Geopolitically the world appears to be sliding into greater uncertainty. It is not just the local wars in Syria, Yemen, in various parts of Africa, and, perhaps uppermost in most people’s minds, the increasing incidence of terror attacks affecting western countries, but also the rumblings emanating from Russia and China.
The Russian bear under Putin is flexing its muscles having started with Crimea and continued with aggressive posturing towards the west in general and perhaps the Baltic area in more particular. China is also raising its military and industrial power profile, with threatening behaviour around the South China Sea islands it claims as its own. Then there is the US election with a potential Trump win that most non-Americans, at least, consider unsettling.
Economically there is no shadow of a doubt that China is still in ascendency in spite of a raft of potential structural imbalances that might cause economic wobbles and pull-backs in the short and medium terms. The story is different for Russia, a country with serious financial problems, the decline of which might possibly be checked should there be a strong reversal in energy prices. Perhaps it is these difficulties, possibly exacerbated by a national feeling of loss of status since the end of the Soviet Union, that have caused the leadership to adopt their current stance.

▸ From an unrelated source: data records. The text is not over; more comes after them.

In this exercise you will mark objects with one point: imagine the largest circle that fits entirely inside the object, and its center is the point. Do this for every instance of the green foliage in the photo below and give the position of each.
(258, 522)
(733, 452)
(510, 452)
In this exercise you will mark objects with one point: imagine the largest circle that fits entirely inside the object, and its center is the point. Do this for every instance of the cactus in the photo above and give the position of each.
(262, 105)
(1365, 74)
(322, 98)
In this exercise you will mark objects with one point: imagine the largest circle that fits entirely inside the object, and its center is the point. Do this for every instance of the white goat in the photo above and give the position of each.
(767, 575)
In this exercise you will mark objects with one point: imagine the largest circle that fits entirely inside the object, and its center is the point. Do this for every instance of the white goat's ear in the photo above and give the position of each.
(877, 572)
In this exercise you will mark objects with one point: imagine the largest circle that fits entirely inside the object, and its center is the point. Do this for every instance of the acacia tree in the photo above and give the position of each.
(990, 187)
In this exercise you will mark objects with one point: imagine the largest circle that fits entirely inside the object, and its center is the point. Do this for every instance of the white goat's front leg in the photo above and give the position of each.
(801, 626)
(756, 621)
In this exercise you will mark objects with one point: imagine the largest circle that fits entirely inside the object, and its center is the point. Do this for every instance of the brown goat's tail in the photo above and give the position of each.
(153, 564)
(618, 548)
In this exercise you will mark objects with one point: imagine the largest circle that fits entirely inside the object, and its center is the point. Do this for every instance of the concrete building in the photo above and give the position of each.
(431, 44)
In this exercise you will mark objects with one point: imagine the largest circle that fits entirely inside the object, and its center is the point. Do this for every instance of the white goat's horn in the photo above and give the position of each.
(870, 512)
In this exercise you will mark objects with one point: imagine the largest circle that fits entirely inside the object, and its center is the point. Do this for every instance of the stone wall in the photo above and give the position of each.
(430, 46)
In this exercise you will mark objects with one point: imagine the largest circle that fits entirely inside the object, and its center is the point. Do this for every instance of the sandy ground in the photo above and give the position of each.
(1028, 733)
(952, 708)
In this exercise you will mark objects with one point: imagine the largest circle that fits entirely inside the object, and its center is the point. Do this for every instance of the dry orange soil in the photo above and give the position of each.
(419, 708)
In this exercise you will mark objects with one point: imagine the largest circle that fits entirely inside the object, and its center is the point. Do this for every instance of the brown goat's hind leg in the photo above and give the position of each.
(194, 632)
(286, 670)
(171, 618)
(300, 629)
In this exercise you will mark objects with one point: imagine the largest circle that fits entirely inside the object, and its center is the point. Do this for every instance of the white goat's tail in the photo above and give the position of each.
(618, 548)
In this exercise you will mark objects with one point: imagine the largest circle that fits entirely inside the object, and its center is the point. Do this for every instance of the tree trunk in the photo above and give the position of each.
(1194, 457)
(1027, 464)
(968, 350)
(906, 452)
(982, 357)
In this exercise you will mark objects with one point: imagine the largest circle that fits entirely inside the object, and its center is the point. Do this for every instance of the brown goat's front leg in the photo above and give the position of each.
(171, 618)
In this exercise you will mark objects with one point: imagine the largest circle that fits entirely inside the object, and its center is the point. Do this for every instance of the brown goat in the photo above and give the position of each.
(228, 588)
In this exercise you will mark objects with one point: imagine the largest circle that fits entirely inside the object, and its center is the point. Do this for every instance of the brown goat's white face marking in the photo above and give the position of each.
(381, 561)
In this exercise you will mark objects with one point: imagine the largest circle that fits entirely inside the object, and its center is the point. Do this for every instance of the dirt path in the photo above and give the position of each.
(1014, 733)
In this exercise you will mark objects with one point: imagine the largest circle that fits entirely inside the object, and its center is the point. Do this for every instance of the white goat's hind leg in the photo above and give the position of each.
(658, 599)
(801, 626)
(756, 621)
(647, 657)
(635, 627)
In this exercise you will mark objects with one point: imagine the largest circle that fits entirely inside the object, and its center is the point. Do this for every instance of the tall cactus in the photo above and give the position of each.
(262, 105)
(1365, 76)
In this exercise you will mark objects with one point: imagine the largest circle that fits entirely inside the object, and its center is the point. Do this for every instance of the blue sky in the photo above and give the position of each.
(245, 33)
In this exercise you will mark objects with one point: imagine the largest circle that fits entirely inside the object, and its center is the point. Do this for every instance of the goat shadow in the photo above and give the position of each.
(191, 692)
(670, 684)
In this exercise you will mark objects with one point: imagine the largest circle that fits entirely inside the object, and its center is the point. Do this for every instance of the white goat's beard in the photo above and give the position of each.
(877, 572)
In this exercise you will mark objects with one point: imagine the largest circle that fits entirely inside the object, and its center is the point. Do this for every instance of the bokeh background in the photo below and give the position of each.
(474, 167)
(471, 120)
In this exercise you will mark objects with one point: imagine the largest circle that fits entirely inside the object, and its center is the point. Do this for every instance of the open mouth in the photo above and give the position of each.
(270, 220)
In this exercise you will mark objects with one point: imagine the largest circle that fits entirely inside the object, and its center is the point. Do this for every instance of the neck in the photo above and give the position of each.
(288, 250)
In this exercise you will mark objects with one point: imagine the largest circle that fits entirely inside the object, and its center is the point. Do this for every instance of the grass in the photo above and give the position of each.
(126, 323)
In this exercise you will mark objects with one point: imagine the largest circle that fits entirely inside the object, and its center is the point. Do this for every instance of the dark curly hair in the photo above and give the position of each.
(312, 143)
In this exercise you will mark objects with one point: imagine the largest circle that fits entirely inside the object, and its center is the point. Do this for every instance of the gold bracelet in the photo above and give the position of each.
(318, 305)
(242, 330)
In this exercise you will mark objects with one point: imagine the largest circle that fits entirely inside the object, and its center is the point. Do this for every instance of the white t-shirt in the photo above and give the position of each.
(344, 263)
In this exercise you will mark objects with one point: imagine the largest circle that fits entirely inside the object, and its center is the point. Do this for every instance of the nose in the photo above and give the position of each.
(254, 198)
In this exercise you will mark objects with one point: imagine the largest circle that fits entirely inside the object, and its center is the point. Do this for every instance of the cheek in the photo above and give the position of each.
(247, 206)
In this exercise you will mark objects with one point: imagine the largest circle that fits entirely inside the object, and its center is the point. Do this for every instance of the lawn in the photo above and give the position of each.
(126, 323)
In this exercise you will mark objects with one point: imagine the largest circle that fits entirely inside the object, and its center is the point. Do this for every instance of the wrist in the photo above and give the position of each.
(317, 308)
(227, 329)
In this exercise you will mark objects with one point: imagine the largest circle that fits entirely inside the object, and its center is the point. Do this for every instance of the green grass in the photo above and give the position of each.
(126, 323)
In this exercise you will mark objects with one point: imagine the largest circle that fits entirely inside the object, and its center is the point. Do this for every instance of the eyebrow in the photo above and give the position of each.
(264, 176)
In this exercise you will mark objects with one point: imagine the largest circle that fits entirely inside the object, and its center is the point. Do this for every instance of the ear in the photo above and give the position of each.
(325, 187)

How does this bigger picture affect the behaviour of world and Australian investment markets? Not a great deal one has to conclude. The behaviour of the markets is apparently more influenced by economic circumstances, particularly the continued low levels of interest rates, inflation and world economic growth prospects. Asset prices have been pushed somewhat beyond what traditionally has been considered fair value, no doubt fuelled by demand from yield seeking investors who cannot derive reasonable income from super safe bank and Government bond holdings. As long as interest rates remain at record low levels around the world, fair value of yield producing assets may justifiably be higher than during more normal times. Commentators and investment specialists agree that there is no real alternative to generate acceptable investment income than to move up the investment risk curve.
So how do we think our investing clients should act against this background scenario? Basically, proceeding as usual is most likely the way to go. Proceeding as usual is, and obviously should be, a highly individual matter, taking into account one’s circumstances, risk profile, needs and aspirations. After all, markets fluctuate in response to political events, economic and financial fundamentals, company specific events and even psychological factors and, almost to summarise, in accord with forward looking expectations. In spite of various shocks and crises over the years markets normally grind higher in the longer term. If one were to wait for an ideal point in time before investing one might never commit, or when conditions appear to be near ideal asset prices might have been pushed unsustainably high. Nevertheless, clients with short term horizons or being highly risk averse might adopt a somewhat more cautious stance.